I offered him an ISS-brand civilian-Service salute, “Agent-Minor Athné 0x411A7CB2, Second Directorate, reporting as requisitioned,” which got me a nod in return, while the Admiral lit up his desk and flicked virtual papers around the glasstop.
“So. Agent. The operational reviews for your previous missions appear quite impressive. Your section chief speaks highly of you.”
“Thank you, Admiral.”
“And you are also qualified in technical archaeology?”
“Before joining the Directorate I worked at Probable Technologies for thirty years. That was one of the reasons I was recruited.”
“And presently unknown, to the best of our knowledge, to both foreign intelligence agencies and other domestic interests.”
“If that’s what my file says. What’s all this about, Admiral?”
“Hmh.” He gestured a trigraphic image into existence over his desk. “What’s that?”
I shrugged. “That? It’s a stargate. Ring Dynamics Mark Three.” I peered closer, but couldn’t see anything unusual about it. “Relays, projectors, traffic-control… Nothing visibly special about it. There must be sur-dodeciads of them, all over the Worlds.”
“And this?” A second image appeared, similar to the first, but bulkier, with cubes and angled edges where the first had smooth organic curves, seam lines visible crisscrossing its surface.
“I haven’t seen one personally, but since they’re the only other people building them in quantity, I’d say that that must be a Republic stargate. Am I wrong? Where’s this going, sir?”
“You are not wrong. How much do you know about the invention of the stargate, agent?”
“Just the same as everyone else. Imogen Andracanth’s Initiative was dabbling in exotic physics research. The way the later company history tells it, they stumbled across the key to inflating wormholes serendipitously, published, and a private consortium then funded them to reduce it to engineering practice. Once they did some demonstrations, they pulled together a huge influx of capital from all sides to reunite the Thirteen Colonies – and since no-one else has figured out that piece of engineering, and Ring Dynamics isn’t letting it out of their hands, they’re now one of the Big 26 and lease out just about everyone’s interstellar transport infrastructure. Except the Republic’s, of course.”

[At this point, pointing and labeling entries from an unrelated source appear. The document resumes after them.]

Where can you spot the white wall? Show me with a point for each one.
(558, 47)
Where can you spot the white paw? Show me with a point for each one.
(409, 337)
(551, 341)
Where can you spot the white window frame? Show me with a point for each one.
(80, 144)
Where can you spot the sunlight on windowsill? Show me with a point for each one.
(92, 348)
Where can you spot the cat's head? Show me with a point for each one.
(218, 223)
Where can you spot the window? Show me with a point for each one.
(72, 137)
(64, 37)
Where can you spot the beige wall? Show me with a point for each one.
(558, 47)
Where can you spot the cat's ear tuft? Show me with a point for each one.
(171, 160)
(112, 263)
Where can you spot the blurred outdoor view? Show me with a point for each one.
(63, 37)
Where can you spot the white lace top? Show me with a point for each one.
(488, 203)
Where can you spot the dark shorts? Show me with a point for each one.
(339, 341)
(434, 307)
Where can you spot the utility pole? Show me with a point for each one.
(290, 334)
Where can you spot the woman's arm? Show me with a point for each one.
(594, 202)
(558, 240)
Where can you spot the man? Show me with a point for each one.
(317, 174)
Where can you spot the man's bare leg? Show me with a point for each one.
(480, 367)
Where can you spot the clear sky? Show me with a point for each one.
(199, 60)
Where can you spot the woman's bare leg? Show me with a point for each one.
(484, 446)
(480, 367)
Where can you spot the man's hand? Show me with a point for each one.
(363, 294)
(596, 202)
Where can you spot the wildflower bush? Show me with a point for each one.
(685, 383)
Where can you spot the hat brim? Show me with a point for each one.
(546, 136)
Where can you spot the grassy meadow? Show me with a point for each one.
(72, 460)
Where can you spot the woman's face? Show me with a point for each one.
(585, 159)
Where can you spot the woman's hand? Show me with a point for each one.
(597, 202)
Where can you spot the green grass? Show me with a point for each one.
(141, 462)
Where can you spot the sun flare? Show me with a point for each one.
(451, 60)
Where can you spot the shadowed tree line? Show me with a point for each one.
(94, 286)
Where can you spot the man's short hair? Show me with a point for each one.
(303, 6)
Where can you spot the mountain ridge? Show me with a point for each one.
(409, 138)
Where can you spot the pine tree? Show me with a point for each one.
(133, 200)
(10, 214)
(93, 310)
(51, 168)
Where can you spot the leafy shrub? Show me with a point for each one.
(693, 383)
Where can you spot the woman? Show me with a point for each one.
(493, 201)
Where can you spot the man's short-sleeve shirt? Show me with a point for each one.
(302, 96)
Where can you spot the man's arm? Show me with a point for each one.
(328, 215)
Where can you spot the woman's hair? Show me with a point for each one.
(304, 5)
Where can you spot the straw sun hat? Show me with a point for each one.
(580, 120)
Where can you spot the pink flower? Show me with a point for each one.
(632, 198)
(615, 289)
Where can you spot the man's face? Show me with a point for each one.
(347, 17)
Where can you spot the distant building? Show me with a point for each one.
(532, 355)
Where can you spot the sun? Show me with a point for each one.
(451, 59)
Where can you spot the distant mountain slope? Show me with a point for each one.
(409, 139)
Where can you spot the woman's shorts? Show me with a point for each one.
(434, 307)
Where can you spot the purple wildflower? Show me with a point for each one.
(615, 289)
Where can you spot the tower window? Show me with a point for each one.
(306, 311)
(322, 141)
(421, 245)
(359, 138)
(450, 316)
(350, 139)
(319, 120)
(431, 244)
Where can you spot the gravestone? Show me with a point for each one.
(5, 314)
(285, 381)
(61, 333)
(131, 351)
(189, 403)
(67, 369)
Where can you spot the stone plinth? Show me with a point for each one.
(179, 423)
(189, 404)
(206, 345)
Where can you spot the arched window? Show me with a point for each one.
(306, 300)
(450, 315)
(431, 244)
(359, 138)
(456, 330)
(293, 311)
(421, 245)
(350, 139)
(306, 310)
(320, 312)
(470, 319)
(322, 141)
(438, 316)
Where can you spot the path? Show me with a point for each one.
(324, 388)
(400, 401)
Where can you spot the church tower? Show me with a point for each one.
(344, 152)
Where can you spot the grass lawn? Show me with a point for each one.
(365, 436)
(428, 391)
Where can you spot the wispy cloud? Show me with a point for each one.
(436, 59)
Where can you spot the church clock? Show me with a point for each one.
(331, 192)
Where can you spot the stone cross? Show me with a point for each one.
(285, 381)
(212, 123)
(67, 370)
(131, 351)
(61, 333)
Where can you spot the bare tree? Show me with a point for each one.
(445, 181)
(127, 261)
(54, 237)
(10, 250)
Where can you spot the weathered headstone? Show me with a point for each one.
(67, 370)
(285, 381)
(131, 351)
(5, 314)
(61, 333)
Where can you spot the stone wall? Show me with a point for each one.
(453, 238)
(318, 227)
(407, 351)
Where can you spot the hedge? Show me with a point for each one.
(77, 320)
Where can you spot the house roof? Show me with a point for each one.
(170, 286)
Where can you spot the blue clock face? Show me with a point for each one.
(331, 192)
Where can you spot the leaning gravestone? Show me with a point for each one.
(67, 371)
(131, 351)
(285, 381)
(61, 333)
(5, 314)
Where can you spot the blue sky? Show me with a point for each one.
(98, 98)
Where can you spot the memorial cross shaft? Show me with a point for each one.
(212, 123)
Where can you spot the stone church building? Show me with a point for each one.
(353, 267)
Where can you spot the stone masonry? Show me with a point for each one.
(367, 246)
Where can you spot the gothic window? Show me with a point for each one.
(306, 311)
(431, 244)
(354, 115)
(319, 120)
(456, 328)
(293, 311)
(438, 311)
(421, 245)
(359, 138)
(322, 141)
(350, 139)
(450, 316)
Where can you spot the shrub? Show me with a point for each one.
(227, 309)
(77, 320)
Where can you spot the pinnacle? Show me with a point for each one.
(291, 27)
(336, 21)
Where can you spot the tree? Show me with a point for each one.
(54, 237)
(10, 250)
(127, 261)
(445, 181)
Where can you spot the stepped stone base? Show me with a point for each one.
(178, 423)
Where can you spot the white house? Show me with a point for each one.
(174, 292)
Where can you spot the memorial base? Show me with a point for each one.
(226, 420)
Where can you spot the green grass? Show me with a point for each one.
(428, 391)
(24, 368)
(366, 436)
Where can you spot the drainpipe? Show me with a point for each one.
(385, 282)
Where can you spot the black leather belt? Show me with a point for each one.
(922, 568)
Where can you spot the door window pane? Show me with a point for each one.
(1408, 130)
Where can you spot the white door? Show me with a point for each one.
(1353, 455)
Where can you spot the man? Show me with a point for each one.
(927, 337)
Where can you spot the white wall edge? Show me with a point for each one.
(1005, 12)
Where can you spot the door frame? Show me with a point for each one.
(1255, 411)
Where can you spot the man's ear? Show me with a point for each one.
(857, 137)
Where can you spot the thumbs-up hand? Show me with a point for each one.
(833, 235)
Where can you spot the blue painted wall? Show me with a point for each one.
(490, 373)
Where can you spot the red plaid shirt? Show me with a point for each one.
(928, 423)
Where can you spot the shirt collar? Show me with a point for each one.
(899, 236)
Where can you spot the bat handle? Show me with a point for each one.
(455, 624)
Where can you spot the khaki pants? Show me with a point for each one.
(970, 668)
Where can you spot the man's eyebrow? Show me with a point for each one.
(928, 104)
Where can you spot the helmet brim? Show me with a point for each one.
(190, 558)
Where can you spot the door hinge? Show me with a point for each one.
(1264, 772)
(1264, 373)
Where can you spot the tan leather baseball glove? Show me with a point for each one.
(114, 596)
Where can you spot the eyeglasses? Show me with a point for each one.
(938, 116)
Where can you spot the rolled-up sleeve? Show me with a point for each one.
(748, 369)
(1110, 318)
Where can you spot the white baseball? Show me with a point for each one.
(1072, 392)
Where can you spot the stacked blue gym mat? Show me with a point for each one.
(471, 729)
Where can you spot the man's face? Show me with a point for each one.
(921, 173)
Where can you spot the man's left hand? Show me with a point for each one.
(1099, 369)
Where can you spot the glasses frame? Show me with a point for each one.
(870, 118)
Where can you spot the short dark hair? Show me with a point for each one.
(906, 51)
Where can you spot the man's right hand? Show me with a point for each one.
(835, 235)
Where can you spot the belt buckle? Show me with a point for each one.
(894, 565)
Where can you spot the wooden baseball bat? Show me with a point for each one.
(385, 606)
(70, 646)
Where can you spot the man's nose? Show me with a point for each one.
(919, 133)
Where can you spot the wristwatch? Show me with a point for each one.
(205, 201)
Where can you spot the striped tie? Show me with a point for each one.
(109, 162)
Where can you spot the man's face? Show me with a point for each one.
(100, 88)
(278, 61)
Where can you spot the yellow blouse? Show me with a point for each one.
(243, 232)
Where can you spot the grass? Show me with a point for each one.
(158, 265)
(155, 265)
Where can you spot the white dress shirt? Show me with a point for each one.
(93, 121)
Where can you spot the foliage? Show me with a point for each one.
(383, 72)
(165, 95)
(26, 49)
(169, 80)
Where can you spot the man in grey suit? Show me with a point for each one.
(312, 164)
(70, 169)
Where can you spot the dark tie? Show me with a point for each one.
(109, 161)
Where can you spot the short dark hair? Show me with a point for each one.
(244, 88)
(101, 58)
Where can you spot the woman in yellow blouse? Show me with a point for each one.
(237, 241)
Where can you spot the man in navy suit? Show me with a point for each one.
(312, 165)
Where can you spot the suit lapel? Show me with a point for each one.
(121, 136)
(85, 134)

“Of course.” The Admiral’s voice was ironic. “How?”
“How? Presumably they discovered it –”
“-the same way we did?”
“If we discovered it as a matter of chance –”
“If we discovered it as a matter of chance alone, certainly. If. I can believe in the unlikely happening twice, Athné. I can believe that even that civilization must occasionally throw up the odd millennial genius on the scale of Imogen Andracanth. But what I will certainly not believe is that the serendipitous discovery of a millennial genius with her brain ‘laced, in symbiosis with self-improving thinkers, and hooked up to what was, in its day, the largest quantum computing cluster ever built can be reproduced using slaved AIs and brains running solely on baseline meat.”
“Something’s going on. Maybe they’ve just dug up an elder-race artifact, or found a simple wormhole recipe in some archive. If so, we can deal with that. But there are other options, ranging from bad to existential. Finding out which is going to be your job. We need to know, Second Directorate needs to know, and quite possibly Ring Dynamics needs to know, too.”
He slid a data rod across the desk towards me.
“Operation UNSEEN KEY. Memorize, encrypt, and burn.”